In The God Delusion, Richard Dawkins comes out against the use of religious labels for children, arguing that we should find phrases such as “Christian child” and “Muslim child” just as bizarre and inappropriate as, say, “liberal child,” “Keynesian child” or “secular humanist child.” To describe children in religious terms is to label them “with the cosmic and theological opinions of their parents” — which is surely just as silly and offensive as ascribing to them age-inappropriate political or economic opinions, right? Dawkins chalks it all up to “the weirdly privileged status of religion.”

But wait a minute — do people really ascribe cosmic and theological opinions to young children? Although the act of writing this sentence will make it untrue, Google currently returns zero hits for “monotheist child,” zero hits for “Thomist child,” zero hits for “dualist child,” and zero hits for “premillennialist child.” Why? Because these are actually labels for theological opinions — as opposed to “Catholic child” and “Jewish child,” which are labels for group membership. Very young children might not be capable of having coherent opinions about complex topics, but they are certainly capable of group membership, whether in a formal organization like the Roman Catholic Church or a cultural entity like Judaism. Most people will accept group labels for children, even secular ones like “American citizen” or “Cub Scout,” and will balk at opinion labels, even religious ones like “monotheist.” There doesn’t seem to be any double standard at work here.

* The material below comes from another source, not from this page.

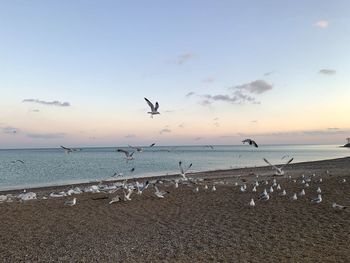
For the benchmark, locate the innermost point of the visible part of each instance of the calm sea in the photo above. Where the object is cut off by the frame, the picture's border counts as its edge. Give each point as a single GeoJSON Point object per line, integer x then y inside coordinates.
{"type": "Point", "coordinates": [43, 167]}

So I don’t see anything wrong with mentioning what religion a child belongs to. Of course there’s a case to be made that children ought not to be recruited into religious groups, but the fact is that they are, so we might as well call a spade a spade. Better to acknowledge the true state of affairs — that nearly every religious group in the world recruits children, especially children born to group members — than to deal in prissy euphemisms like “a child of Catholic parents.”

Actually, I have a hard time getting all indignant about parents indoctrinating their children. (Dawkins, with his characteristic tact, proclaims it equivalent to, if not worse than, child abuse.) If you really believe that something is true and important, then of course you’re going to want to teach it to your children. If you don’t, there’s something wrong with you. I would question the patriotism of any parents who said, “We both love our country, but we’ve decided not to raise Junior as a citizen. When he’s old enough, he can decide for himself which country he wants to be loyal to.” I’d question the morality of any parents who chose not to give their children any moral guidance, leaving them to “decide for themselves.” And I’d question the religious seriousness of any parents who chose not to indoctrinate their children. I can’t get behind the idea that you’re free to believe whatever crazy thing you like but that you mustn’t teach it to your children.